Villa Erba, Ambrogio Taborelli attacca  «Non decidere un errore, avanti lo stesso»
Il polo espositivo di Villa Erba è nato nel 1986 con l’acquisto dell’area

Villa Erba, Ambrogio Taborelli attacca

«Non decidere un errore, avanti lo stesso»

Il numero uno della Camera di Commercio ribatte al sindaco di Como: «Mi fanno ridere, non siamo arrivati oggi a parlare di Villa Erba. È stato seguito un percorso, ora non si torna indietro»

«Mi fanno ridere, non siamo arrivati oggi a parlare di Villa Erba». Esordisce in modo sarcastico il presidente della Camera di Commercio Ambrogio Taborelli dopo il ritiro della delibera che consente di dare la maggioranza ai privati nella società che gestisce Villa Erba da parte dell’amministrazione comunale di Como (contrarietà totale di Fratelli d’Italia in maggioranza, oltre che da una parte delle minoranze, lista Rapinese in testa). «È stato fatto un percorso condiviso con tutti, con i Comuni e la Provincia. Un lavoro lunghissimo, non siamo arrivati a questo punto ieri. Altrimenti vuol dire che ci stiamo prendendo in giro. Lo stesso sindaco Furgoni ha fatto parte del tavolo, ci siamo trovati tante volte, erano tutti d’accordo». Taborelli, uno dei quattro soci pubblici insieme a Como, Cernobbio e Villa Saporiti non vuole nemmeno considerare la possibilità di un rinvio dell’assemblea dei soci in programma giovedì che darà il via libera alla modifica statutaria.

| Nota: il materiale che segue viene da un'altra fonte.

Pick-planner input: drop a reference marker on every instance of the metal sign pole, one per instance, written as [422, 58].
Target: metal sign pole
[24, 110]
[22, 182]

Anche senza il capoluogo (Cernobbio dovrebbe esprimersi domani sera, ma è ancora un’incognita). «Non vedo proprio perché fermarsi - aggiunge - Le cose non devono funzionare così, non si può cambiare idea improvvisamente».

Poi parla anche di Palazzo Cernezzi: «Il Comune di Como - spiega - ha i suoi problemi e alla fine ha deciso di non decidere seguendo il classico atteggiamento del politico. Non decidere, a mio avviso, è l’errore più grave che si possa fare, ma io mi limito a dire che un rinvio non è auspicabile. Con le percentuali di partecipazione che abbiamo, a cui credo si aggiungerà Cernobbio, si andrà avanti lo stesso».

Per il numero uno della Camera di Commercio non ci sono altre alternative. «Vi sono regole che garantiscono gli enti pubblici sulla tutela degli investimenti fatti - continua - Sono stati investiti tanti soldi? Vero, ma si può anche investire male. Ora stiamo uscendo da una situazione non brillantissima e a un certo punto dovremo ricapitalizzare. E gli enti pubblici non hanno i soldi per farlo. Mi sembra che si sia trovata una soluzione che tutela tutti. La gestione di una struttura simile è un lavoro per professionisti, abbiamo provato in tanti modi, abbiamo sempre la spada di Damocle di ricapitalizzare e chi strepita poi non ha i soldi. Questo percorso funzionerà, non è improvvisato. Anche se la data di giovedì non è perentoria si vada avanti».